Keywords

1 Introduction

With the rapid development of remote sensing technology, optical remote sensing images have been extensively used in various fields such as agriculture engineering, geographical survey, military reconnaissance, natural disaster prediction, and environmental pollution monitoring [16]. However, cloud occlusion is an inevitable challenge in satellite imagery due to the extensive cloud cover that spans over 60% of the Earth’s surface area [14]. The cloud cover obstructs the satellite sensor’s ability to obtain a clear view of the Earth’s surface, making many image analysis tasks difficult, such as remote sensing image classification and segmentation [29], image matching [8], etc. Therefore, it is necessary to quickly and accurately detect cloud cover in order to enhance the availability of remote sensing images.

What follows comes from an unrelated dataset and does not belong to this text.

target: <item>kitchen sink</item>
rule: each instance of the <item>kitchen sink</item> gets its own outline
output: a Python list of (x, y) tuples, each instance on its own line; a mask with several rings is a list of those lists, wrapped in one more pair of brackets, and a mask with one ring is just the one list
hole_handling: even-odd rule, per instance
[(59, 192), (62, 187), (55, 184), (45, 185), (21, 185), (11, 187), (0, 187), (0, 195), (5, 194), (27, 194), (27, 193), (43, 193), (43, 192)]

Over the years, researchers have conducted in-depth studies on cloud detection algorithms in remote sensing imagery and have proposed numerous algorithms. These methods can be broadly categorized into two types: threshold-based methods and machine learning-based methods. Threshold-based methods rely on the physical characteristics of clouds and set appropriate thresholds based on these characteristics to classify pixels in an image into cloud and non-cloud categories. ISCCP [21] cloud mask algorithm utilized the fact that cloud and clear scenes differ in the amount of radiance variability they exhibit in space and time to detect clouds. Cihlar and Howarth [7] proposed a method that can identify clouds with different opacities as well as cloud shadows present in composite materials, effectively eliminating the impact of cloud contamination in AVHRR synthetic images on land. Huang et al. [12] used clear forest pixels as a reference to define cloud boundaries and separate clouds from clear surfaces in a spectral-temperature space. However, these methods lack a universal threshold and do not consider the structure and texture of clouds when dealing with complex scenes, resulting in low robustness. The principle of machine learning-based methods for cloud detection is to extract features from remote sensing images as input and then train a classification model by comparing these features with labeled samples. An and Shi [2] designed a scene learning-based cloud detection algorithm, this algorithm utilizes the color features, texture features, and structural features of the image. Li et al. [13] extracted brightness features, texture features, and average gray-level co-occurrence matrix features [10] from the image, they then used these features to train a support vector machine (SVM) [25] classifier. Shi et al. [23] proposed a ground-based cloud detection method using graph model built upon super-pixels [1] to integrate multiple sources of information. However, these methods extract shallow features from images through statistical means such as mean, maximum, minimum, variance, etc., which do not effectively comprehend the images, leading to a decrease in detection accuracy.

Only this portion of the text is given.